Semantic and Topical Alignment
Topic modeling (BERTopic with MiniLM embeddings) demonstrates strong alignment of core technology themes between simulation and Voat. 94% of simulation topics have at least one Voat match above cosine 0.60, with mean top-match cosine 0.737. Item-level nearest-neighbor analysis shows that roughly half of simulation posts find a Voat post at cosine ≥0.60, while comments are more stylistically dispersed.

Figure 5: t-SNE projection of simulation and Voat posts, showing partial overlap in embedding space.
Named Entity Structure
Named entity recognition reveals similar distributions of ORG, PERSON, and GPE labels across corpora, with the simulation slightly over-representing PERSON entities and under-representing ORG entities relative to Voat. Top-entity overlap is modest but improves when restricted to posts.
Figure 6: Named-entity frequency comparison (top-30 ORG/GPE) between the simulation and Voat comments.
Stylistic Convergence
Convergence entropy, measuring predictability of replies in alternating A–B chains, shows that stylistic accommodation is present and decays with lag, matching the configured thread reading window (K=3). There is no systematic difference between interpersonal and intrapersonal pairs, indicating that persona prompting without memory does not induce strong within-agent stylistic consistency.

Figure 7: Convergence entropy (H) as a function of lag, showing decay in alignment with increasing turn distance.
Discussion, Limitations, and Implications
The paper demonstrates that norm-guided, stateless LLM agents embedded in a platform-faithful environment can recover a wide range of aggregate and meso-level patterns characteristic of real online communities. The operational validity framework—focusing on structural resemblance at the right scale—enables reproducible, falsifiable baselines for future research and intervention testing.
Key divergences include a more diffuse simulated core, elevated post-layer toxicity, and limited stylistic differentiation, all traceable to the stateless, per-action design and simplified feedback mechanisms. The absence of agent memory constrains identity formation and long-range alignment, highlighting the need for future work on lightweight memory architectures and more nuanced activity distributions.
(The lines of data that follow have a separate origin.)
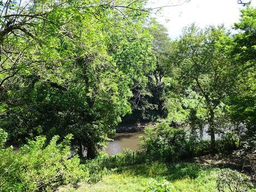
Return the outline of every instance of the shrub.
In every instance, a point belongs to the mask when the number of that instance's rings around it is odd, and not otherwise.
[[[232,192],[244,192],[249,190],[250,178],[237,171],[229,169],[221,170],[217,178],[217,189],[220,192],[225,189]]]
[[[166,180],[162,180],[159,182],[152,180],[150,181],[144,192],[168,192],[171,191],[173,188],[171,183]]]
[[[142,148],[154,159],[171,161],[188,155],[188,139],[184,130],[161,124],[156,130],[146,127],[145,133],[147,137],[142,138]]]
[[[78,156],[70,157],[71,135],[58,144],[55,136],[47,146],[45,137],[37,137],[18,154],[4,147],[7,136],[0,129],[0,191],[52,191],[87,175]]]

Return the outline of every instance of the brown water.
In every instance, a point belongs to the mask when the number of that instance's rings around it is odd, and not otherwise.
[[[141,142],[139,137],[144,135],[142,131],[116,134],[111,137],[114,140],[109,142],[104,152],[108,155],[114,155],[124,151],[126,148],[129,148],[134,151],[140,150]]]

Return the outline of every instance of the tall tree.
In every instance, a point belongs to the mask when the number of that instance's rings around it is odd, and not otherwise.
[[[202,97],[209,125],[211,149],[215,151],[216,112],[234,86],[237,70],[229,56],[232,38],[223,27],[204,29],[194,24],[185,28],[176,42],[173,62],[183,90],[191,89]]]
[[[95,156],[154,68],[145,3],[2,2],[0,126],[13,140],[72,133]]]

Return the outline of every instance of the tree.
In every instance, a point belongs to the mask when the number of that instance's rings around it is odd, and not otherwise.
[[[0,126],[13,141],[72,133],[80,156],[95,156],[130,111],[133,80],[154,68],[145,3],[1,4]]]
[[[237,70],[229,57],[232,39],[222,27],[186,28],[176,42],[173,71],[183,90],[191,89],[206,109],[211,151],[215,151],[216,112],[234,86]],[[178,72],[177,72],[178,71]]]
[[[232,54],[239,71],[237,88],[229,97],[230,112],[234,123],[246,126],[247,135],[256,132],[256,8],[242,10],[240,22],[234,24]]]

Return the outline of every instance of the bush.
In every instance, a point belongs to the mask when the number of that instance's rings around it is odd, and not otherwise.
[[[244,192],[249,190],[250,178],[237,171],[229,169],[221,170],[217,178],[217,189],[220,192],[225,189],[232,192]]]
[[[188,155],[186,132],[161,124],[155,130],[152,127],[145,129],[147,137],[142,138],[142,148],[154,159],[172,161]]]
[[[173,188],[171,183],[166,180],[162,180],[159,182],[151,181],[148,185],[144,192],[168,192],[171,191],[171,189]]]
[[[0,191],[52,191],[62,184],[76,184],[87,176],[77,156],[70,157],[67,135],[57,144],[58,136],[46,146],[46,138],[37,137],[21,148],[4,148],[7,135],[0,129]]]

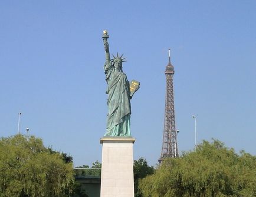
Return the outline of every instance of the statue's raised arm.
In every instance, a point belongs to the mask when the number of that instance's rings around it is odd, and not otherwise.
[[[109,38],[107,35],[107,30],[103,31],[103,35],[102,35],[102,38],[103,38],[103,44],[104,44],[104,49],[106,52],[106,61],[110,61],[110,55],[109,54],[109,42],[107,42],[107,39]]]
[[[140,83],[132,80],[130,83],[123,72],[123,55],[118,53],[110,59],[107,31],[103,31],[104,48],[106,62],[104,69],[107,84],[106,93],[108,94],[108,113],[106,136],[130,137],[130,119],[131,114],[130,99],[139,89]]]

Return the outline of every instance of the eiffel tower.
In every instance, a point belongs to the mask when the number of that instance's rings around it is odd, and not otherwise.
[[[177,145],[177,132],[179,132],[179,131],[176,131],[175,128],[174,112],[174,67],[170,64],[170,49],[169,49],[169,62],[165,69],[165,73],[166,76],[165,125],[161,156],[158,160],[160,163],[165,159],[179,156]]]

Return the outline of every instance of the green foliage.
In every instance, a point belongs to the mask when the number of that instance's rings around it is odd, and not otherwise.
[[[51,151],[34,136],[1,138],[0,196],[69,196],[73,163]]]
[[[143,158],[134,160],[133,163],[133,176],[134,182],[135,197],[142,196],[138,189],[139,180],[145,178],[147,175],[154,173],[154,168],[147,165],[147,161]]]
[[[256,156],[204,141],[139,182],[143,196],[256,196]]]
[[[101,163],[100,163],[99,161],[96,161],[94,163],[93,163],[91,168],[101,168]]]

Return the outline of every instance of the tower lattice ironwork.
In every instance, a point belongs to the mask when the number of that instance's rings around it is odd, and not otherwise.
[[[166,89],[165,95],[165,124],[161,156],[159,159],[160,163],[166,158],[175,158],[179,156],[174,111],[173,75],[174,68],[170,64],[169,49],[169,62],[165,69]]]

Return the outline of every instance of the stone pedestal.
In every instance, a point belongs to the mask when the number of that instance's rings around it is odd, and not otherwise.
[[[101,197],[134,197],[132,137],[104,137],[102,143]]]

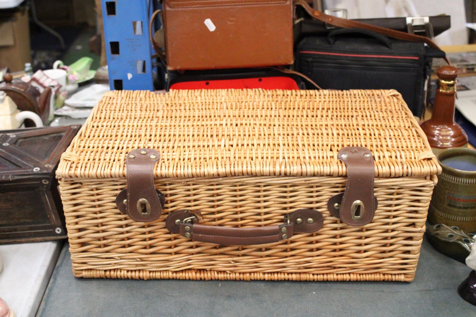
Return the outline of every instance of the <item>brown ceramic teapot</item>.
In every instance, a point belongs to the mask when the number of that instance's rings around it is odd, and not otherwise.
[[[28,83],[13,80],[10,74],[5,74],[3,79],[5,82],[0,86],[0,90],[5,91],[19,109],[34,112],[46,124],[50,115],[50,102],[52,92],[51,87],[48,87],[43,93],[40,93],[38,89]],[[25,125],[35,126],[26,121]]]

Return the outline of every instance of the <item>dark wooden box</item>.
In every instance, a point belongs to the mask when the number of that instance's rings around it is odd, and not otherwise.
[[[55,172],[80,127],[0,131],[0,243],[67,237]]]

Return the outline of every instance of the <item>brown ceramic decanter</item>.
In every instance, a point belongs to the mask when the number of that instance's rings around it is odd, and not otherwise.
[[[467,146],[468,136],[455,122],[455,97],[458,70],[442,66],[437,72],[439,87],[436,90],[431,119],[420,125],[434,152],[449,147]]]

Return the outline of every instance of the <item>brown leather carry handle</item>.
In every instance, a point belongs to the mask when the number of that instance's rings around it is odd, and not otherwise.
[[[298,209],[286,215],[282,224],[254,228],[199,224],[199,212],[179,210],[167,217],[166,226],[171,232],[179,233],[195,241],[221,245],[254,245],[279,242],[296,233],[316,232],[324,223],[322,214],[310,209]]]
[[[314,10],[304,0],[294,0],[293,3],[295,6],[300,6],[303,8],[306,12],[313,18],[335,27],[363,29],[387,35],[394,38],[398,38],[398,39],[403,39],[411,42],[425,43],[431,48],[441,50],[441,49],[434,42],[424,36],[410,34],[405,32],[392,30],[390,29],[377,27],[376,25],[363,23],[361,22],[357,22],[357,21],[348,20],[346,19],[342,19],[341,18],[328,15],[317,10]],[[448,63],[448,65],[451,65],[449,60],[447,58],[445,57],[445,60]]]
[[[152,13],[152,17],[150,18],[150,20],[149,21],[149,39],[152,42],[152,45],[154,47],[154,49],[155,51],[157,53],[152,56],[152,58],[158,57],[160,59],[162,63],[164,66],[167,66],[167,59],[165,58],[165,55],[162,52],[162,50],[160,49],[160,47],[159,46],[159,44],[155,41],[155,39],[154,38],[154,34],[152,32],[153,27],[154,27],[154,20],[155,19],[156,17],[157,16],[158,14],[162,13],[162,10],[156,10],[153,13]],[[162,19],[162,22],[163,22],[164,19]]]

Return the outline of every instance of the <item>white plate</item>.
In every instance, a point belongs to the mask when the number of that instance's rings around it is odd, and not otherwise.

The platform-faithful setup supports controlled "what-if" experiments on feed algorithms, moderation policies, and action menus, and is readily transferable to other communities by updating content seeds and persona priors. The same evaluation axes—activity, network structure, toxicity, semantic coverage, and convergence—provide a robust panel for cross-setting comparison.
Conclusion
This paper provides a comprehensive operational validation of LLM agent-based social simulation, establishing that norm-guided, stateless agents can reproduce key structural and semantic features of real online communities under realistic platform constraints. The findings underscore both the promise and the current limitations of LLM-driven generative social simulation, particularly regarding memory, core consolidation, and toxicity dynamics. The methodology and evaluation framework offer a transparent, reproducible foundation for future research on online social systems, including mixed human–machine studies and intervention testing. The results motivate further development of agent architectures with memory and more sophisticated feedback, as well as systematic exploration of platform design levers and their impact on emergent social phenomena.